Kemper's father in law, Rufus Crosby, was a civic and business leader dating from his arrival in Kansas from Maine in 1855, soon after the opening of Kansas Territory to general settlement under the Kansas-Nebraska Act. An outspoken Abolitionist, Crosby was a signer of the first Kansas State Constitution; he commanded a local free-state volunteer militia; his first store in Valley Falls was burned to the ground in 1856 by Border Ruffians. During his three decades in Kansas, Crosby established and operated a newspaper, a dry-goods store and a bank. In 1879, Crosby started the Valley Falls Bank of Deposit, selling his interest in the store to his partner and brother-in-law, Alvin Kendall.
In 1887, Kemper joined Rufus Crosby's bank as cashier, while also remaining active his other business activities. He married Charlotte Crosby in 1890, and became a partner in the Crosby bank in September 1891. Soon after Rufus Crosby's death in December of that same year, the Valley Falls bank was purchased by A.D. Kendall.
Moving to Kansas City
Kemper and his wife moved to Kansas City, Missouri, in 1893.Soon after his arrival in Kansas City, beginning a series of entrepreneurial initiatives, Kemper became a grain trader operating on the Kansas City Board of Trade. In 1893 he established the Kemper Grain Company, a merchant trading company. In 1895, he joined with his uncle Thomas Paxton in the purchase of a Topeka department store. In 1902, he established the Kemper Loan and Investment Company, which had a very broad charter to finance and trade securities and real estate. In 1904, he joined with his father, in creating the Kemper Mercantile Company, a mail-order catalogue company along the lines of Sears, Roebuck and Montgomery Ward. And in 1905, he invested in a grain elevator, which in 1908 became the Kemper Mill and Elevator Company.

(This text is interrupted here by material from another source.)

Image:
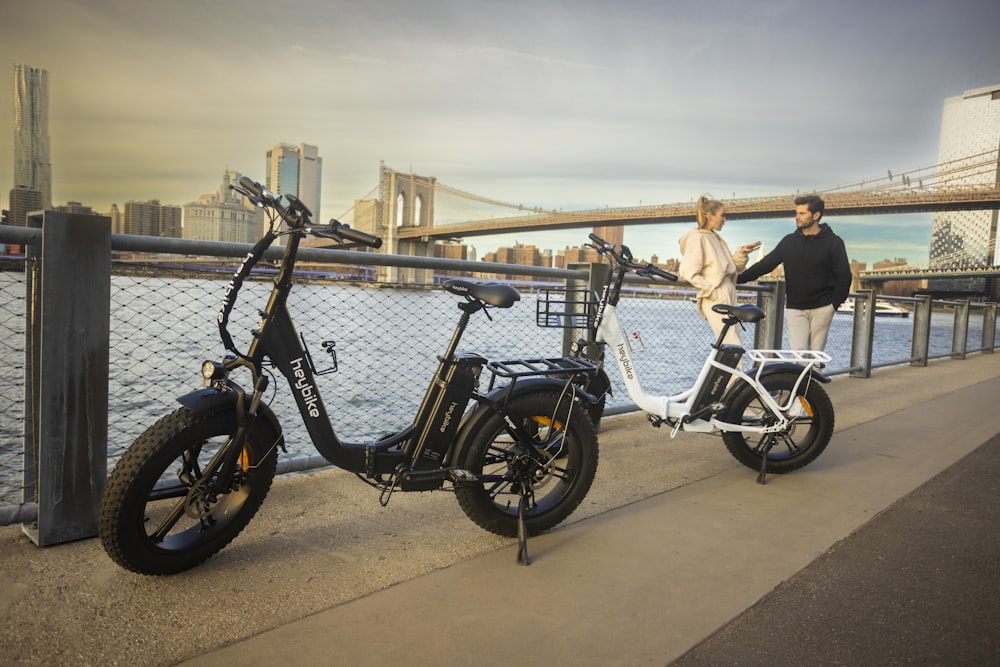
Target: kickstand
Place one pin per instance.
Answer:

Kemper was involved in leadership of multiple municipal, civic and business organizations. In 1900, he served as the president of the Kansas City Board of Trade. In 1904, he ran as the Democratic nominee for Kansas City's mayor. He served as a member of the Police Commission and treasurer of the Kansas City Commercial Club, a club made of local businessmen to promote Kansas City’s growth.
Banking
In 1906, Kemper was named president of the newly chartered Commerce Trust Company, an affiliate of the National Bank of Commerce. Following the 1916 merger of the National Bank of Commerce into Southwest National Bank of Commerce, Kemper sold his ownership in the trust company for $740 thousand in 1916 and retired in early 1917. Southwest attempted to operate as two banks with two boards of directors. However, following the death of W.S. Woods, Kemper returned in July 1917 as chair of both banks. In March 1921 the National Bank of Commerce was finally combined with the Commerce Trust Company into a single corporation, taking the "Commerce Trust" name. A year later, Kemper and others sold control of Commerce Trust to Theodore Gary and Associates. for the price of $220 a share. In late 1932 Kemper and his son James reacquired control of the Commerce Trust at $86 a share.Kemper's sons followed him into banking: in 1921 In 1919 R. Crosby Kemper became president of City Center Bank, a bank Kemper had acquired personally in April 1918, which he would continue to lead for 45 years until succeeded by his son, R. Crosby Kemper Jr in 1966. James M. Kemper joined Commerce Trust as treasurer in 1924; he led Commerce Trust from 1925 to 1964, succeeded by his son, James Kemper Jr.